L’elemento che scardinerà definitivamente questo apparente, fragilissimo equilibrio sarà l’arrivo di un bambino che – esattamente come avvenne per Adam – non è quasi più umano: ha un collare e una catena al collo, ringhia, morde e non riesce neppure a stare in piedi. Il nodo nevralgico del film è tutto in questo incontro/scontro di uguali, in questa specularità spaventosa e angosciante, dalla quale ripartire per affrontare e superare definitivamente gli spaventosi fantasmi della memoria, in una parola per resuscitare. Ritrovando, attraverso la solidarietà e l’amore, la propria perduta umanità.

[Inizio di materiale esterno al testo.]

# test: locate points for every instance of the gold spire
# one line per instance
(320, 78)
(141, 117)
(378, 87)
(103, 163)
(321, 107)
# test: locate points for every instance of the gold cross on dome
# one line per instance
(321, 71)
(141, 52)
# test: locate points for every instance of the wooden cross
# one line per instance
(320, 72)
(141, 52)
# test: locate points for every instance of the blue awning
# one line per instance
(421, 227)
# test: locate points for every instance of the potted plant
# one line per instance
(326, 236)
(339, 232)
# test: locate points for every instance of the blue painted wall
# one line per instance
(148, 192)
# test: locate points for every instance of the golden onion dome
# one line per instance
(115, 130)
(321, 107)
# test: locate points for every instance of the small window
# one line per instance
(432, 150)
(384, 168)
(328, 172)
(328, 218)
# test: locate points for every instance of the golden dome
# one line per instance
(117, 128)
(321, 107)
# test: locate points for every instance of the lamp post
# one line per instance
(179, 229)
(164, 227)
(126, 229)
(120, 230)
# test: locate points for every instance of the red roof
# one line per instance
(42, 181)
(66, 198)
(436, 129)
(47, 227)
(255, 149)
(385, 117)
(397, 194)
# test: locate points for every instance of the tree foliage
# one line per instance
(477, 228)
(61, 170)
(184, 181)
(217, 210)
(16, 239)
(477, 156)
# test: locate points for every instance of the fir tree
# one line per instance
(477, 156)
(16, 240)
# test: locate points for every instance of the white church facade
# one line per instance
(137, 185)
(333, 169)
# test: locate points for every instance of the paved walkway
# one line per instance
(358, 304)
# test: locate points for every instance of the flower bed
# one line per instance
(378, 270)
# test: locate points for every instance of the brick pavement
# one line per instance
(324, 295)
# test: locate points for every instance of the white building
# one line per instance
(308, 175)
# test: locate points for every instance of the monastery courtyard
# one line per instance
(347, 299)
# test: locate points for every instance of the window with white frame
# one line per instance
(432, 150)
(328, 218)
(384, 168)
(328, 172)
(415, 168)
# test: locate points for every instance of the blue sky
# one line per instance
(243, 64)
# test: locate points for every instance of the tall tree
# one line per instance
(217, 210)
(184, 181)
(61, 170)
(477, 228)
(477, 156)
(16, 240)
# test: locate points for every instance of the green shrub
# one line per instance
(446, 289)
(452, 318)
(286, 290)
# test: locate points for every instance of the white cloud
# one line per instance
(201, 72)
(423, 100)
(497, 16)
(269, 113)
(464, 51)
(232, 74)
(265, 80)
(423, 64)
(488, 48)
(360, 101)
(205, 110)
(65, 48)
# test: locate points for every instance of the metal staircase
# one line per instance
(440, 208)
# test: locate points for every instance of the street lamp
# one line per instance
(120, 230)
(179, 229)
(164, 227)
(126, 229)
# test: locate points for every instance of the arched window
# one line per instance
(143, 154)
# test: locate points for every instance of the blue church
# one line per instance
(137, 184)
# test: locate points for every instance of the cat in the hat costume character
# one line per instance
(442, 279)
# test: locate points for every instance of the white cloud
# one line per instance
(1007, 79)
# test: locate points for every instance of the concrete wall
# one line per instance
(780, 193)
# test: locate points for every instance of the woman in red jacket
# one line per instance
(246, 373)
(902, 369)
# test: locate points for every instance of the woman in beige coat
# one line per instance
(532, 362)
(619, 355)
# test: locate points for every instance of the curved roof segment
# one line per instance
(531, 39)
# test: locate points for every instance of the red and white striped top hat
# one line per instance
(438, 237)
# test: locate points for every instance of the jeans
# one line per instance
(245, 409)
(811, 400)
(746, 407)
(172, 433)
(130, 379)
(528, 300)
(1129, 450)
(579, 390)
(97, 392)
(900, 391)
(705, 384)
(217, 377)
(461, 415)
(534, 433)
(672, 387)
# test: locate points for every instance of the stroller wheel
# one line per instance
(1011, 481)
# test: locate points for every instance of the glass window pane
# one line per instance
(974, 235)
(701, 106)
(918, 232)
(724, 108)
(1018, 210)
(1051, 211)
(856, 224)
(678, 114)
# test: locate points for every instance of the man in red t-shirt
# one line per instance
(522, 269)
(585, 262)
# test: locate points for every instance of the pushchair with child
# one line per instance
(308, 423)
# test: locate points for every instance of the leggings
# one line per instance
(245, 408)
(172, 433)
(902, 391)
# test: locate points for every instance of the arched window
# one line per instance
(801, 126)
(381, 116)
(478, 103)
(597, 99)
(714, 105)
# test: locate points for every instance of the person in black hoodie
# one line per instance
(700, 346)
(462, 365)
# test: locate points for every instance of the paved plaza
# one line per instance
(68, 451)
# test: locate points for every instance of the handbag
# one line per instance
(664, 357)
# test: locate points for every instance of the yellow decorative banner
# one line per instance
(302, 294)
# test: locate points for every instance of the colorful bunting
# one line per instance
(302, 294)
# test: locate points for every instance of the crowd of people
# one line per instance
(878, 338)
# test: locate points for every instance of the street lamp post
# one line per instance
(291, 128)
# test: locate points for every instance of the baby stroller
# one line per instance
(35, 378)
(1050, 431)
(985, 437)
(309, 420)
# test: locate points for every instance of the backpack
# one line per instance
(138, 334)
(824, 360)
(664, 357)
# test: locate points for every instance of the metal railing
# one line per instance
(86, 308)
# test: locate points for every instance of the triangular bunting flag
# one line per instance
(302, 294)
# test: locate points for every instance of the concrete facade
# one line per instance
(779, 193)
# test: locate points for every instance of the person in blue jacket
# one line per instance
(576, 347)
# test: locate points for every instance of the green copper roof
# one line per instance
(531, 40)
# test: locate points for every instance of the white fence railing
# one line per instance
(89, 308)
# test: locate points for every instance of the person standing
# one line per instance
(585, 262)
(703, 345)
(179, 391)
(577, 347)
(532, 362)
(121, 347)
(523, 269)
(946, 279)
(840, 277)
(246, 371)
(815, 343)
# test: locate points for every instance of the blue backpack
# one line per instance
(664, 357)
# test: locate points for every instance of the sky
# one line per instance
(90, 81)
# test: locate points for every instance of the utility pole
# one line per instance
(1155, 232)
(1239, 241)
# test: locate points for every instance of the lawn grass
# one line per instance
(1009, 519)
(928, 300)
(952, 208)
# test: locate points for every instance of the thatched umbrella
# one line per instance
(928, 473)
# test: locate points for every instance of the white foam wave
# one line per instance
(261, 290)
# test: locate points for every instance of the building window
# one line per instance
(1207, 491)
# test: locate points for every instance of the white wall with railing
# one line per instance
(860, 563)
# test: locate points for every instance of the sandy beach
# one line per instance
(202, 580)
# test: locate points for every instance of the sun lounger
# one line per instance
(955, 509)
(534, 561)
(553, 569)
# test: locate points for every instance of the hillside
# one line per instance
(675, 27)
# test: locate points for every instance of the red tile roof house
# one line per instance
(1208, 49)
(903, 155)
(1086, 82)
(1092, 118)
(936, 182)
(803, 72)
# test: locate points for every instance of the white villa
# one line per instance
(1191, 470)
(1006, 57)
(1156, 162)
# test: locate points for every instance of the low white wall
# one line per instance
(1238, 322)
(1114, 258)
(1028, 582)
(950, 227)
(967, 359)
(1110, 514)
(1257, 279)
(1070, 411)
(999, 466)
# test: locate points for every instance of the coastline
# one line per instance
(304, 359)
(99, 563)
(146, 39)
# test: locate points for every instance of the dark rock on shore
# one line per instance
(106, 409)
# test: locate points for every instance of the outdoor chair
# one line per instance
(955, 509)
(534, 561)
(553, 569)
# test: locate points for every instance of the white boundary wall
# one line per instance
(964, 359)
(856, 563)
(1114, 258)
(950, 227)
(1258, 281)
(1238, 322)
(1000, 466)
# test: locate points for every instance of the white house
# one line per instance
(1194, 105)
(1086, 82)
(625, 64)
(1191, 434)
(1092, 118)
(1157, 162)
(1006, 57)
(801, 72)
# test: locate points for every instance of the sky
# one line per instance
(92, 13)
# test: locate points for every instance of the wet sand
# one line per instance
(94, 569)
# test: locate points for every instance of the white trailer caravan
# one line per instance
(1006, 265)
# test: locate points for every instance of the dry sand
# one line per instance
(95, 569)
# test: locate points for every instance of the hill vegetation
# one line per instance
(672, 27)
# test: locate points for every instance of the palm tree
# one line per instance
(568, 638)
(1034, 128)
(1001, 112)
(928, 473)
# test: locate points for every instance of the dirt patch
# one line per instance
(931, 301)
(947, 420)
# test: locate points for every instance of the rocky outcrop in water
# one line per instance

Schrader compie una traiettoria precisa e netta, e allo stesso tempo estremamente insolita, per arrivare a parlare dell’Olocausto, perché quello che gli sta a cuore è essenzialmente ciò che avviene dopo. Si ispira, per quello che è certamente uno dei suoi film più riusciti, all’opera omonima dello scrittore israeliano Yoram Kaniuk. E se è vero che il regista si immerge completamente nella specificità della vicenda letteraria e nel preciso contesto storico descritto, tuttavia c’è un elemento peculiare che appartiene da sempre al suo cinema ed è, al contempo, il cuore pulsante della tormentosa situazione vissuta da Adam, ovvero l’elaborazione del senso di colpa. Che qui, va detto, non ha nulla a che vedere con il complesso retaggio di matrice religiosa (o meglio cristiana) che ritroviamo in diverse altre opere dell’autore americano, ma è piuttosto lo scotto che il protagonista si trova - ingiustamente – a pagare per essere riuscito a salvarsi dal campo di concentramento. Tuttavia, a quella che è nota come “sindrome del sopravvissuto” Adam dovrà aggiungere un’ulteriore, terribile lacerazione interiore, che amplifica in maniera sorda e insopportabile il suo senso di colpa, perché per salvare la propria vita ha accettato quella disgustosa metamorfosi che ha annichilito, inevitabilmente, la sua dignità di uomo e la sua integrità. E l’espiazione straziante di questo imperdonabile peccato passa tutta attraverso il corpo istrionico e vibrante del protagonista, un corpo che continuamente sviene, sanguina e si contorce, sempre a un passo dalla morte ma sempre pronto a tornare alla vita.